Seth Meyers used Donald Trump’s plan for the Lincoln Memorial Reflecting Pool to skewer a familiar target: the president’s fixation on scale, image and spectacle. “One thing we know for sure is that Trump is definitely obsessed with size,” Meyers said, as Trump faced backlash over his April 23, 2026 announcement that he wanted to renovate the pool and coat it in an “American flag blue” hue.

Trump said the more than 2,000-foot-long pool was “filthy” and claimed the work would take about two weeks and cost between $1.5 million and $2 million. He also said an earlier, full replacement plan would have cost $300 million and taken more than three years. The administration said the project was being pushed ahead of the nation’s 250th anniversary on July 4, 2026, and argued the pool had been dry because it had long leaked and needed repair.

The reflecting pool is not a minor landscape feature. The National Park Service says it was completed in 1924 and sits between the Lincoln Memorial and the Washington Monument, where it provides mirror images of both landmarks. The agency says it contains nearly 6,750,000 gallons of water and became one of the most recognizable and filmed sites in Washington, D.C. Its last major renovation was a two-year, $34 million facelift finished in 2012.

AI-generated illustration
AI-generated illustration

Preservation advocates moved quickly to stop the repainting. The Cultural Landscape Foundation filed suit on May 11, 2026, arguing the work ignored required historic-preservation procedures and violated Section 106 of the National Historic Preservation Act.
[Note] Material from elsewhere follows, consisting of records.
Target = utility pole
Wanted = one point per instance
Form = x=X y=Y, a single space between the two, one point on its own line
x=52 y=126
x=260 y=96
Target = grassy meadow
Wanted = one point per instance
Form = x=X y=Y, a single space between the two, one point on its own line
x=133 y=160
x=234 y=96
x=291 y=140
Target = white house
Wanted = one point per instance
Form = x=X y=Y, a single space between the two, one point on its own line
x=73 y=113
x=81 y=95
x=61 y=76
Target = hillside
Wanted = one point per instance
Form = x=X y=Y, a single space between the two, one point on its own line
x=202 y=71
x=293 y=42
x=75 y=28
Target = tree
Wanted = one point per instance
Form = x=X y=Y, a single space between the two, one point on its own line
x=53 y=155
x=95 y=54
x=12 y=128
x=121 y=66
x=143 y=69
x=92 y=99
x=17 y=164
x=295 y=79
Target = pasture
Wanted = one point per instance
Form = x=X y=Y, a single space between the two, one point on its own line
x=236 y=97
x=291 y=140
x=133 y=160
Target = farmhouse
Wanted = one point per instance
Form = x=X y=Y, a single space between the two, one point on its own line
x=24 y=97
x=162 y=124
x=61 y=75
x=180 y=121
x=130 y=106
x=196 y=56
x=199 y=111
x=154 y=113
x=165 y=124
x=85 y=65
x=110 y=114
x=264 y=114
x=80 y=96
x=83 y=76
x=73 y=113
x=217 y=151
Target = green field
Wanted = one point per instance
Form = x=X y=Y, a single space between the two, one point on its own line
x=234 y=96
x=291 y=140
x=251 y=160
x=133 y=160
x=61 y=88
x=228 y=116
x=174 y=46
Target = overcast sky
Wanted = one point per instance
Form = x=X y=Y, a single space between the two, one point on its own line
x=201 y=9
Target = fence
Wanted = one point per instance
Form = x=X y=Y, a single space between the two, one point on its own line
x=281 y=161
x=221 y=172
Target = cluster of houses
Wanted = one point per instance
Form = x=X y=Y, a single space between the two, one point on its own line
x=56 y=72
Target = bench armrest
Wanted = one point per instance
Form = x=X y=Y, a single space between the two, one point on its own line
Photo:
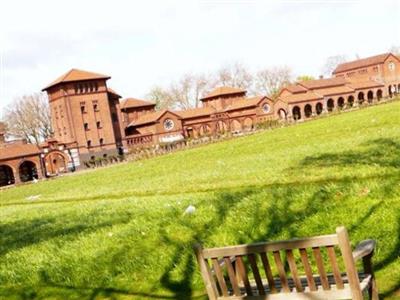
x=364 y=248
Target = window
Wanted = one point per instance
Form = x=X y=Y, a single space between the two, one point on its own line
x=169 y=124
x=266 y=108
x=114 y=117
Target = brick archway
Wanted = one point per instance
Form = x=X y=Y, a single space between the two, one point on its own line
x=56 y=162
x=7 y=176
x=27 y=171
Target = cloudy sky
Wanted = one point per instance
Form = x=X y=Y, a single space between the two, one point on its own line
x=143 y=43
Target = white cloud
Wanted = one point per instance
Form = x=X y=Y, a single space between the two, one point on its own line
x=142 y=43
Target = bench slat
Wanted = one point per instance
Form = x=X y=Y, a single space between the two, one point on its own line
x=232 y=276
x=321 y=269
x=293 y=270
x=256 y=273
x=268 y=272
x=220 y=277
x=307 y=269
x=319 y=241
x=281 y=270
x=241 y=268
x=335 y=267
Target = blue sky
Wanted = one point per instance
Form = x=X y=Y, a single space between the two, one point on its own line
x=144 y=43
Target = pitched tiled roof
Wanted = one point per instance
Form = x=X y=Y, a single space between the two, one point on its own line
x=223 y=90
x=308 y=96
x=76 y=75
x=323 y=83
x=365 y=84
x=195 y=112
x=111 y=91
x=133 y=102
x=151 y=117
x=18 y=150
x=359 y=63
x=245 y=102
x=336 y=90
x=295 y=88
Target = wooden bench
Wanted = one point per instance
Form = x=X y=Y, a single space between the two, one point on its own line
x=285 y=270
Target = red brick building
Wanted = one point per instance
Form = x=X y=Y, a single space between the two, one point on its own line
x=90 y=120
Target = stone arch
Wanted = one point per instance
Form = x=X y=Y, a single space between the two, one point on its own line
x=296 y=113
x=370 y=96
x=221 y=127
x=308 y=110
x=341 y=103
x=282 y=114
x=56 y=162
x=236 y=126
x=27 y=171
x=204 y=129
x=360 y=98
x=350 y=101
x=330 y=104
x=319 y=108
x=248 y=124
x=379 y=94
x=6 y=175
The group pointed to the pool’s original design, saying its dark basin was intended to create the illusion of greater depth and a more profound reflection. That design choice is central to the fight now unfolding over whether the pool should remain a restrained monument to the National Mall or be remade into a brighter symbol of Trump’s own aesthetic priorities.

The Interior Department defended the new blue coating as an improvement that would enhance the visitor experience. It also said the Park Service was installing a new ozone nanobubbler filtration system and a dedicated maintenance crew. The dispute has become a larger test of preservation rules, presidential taste and how much latitude Trump should have to reimagine one of the nation’s most familiar public spaces. Late-night comedy has already answered with a laugh, but the argument itself is about much more than a joke.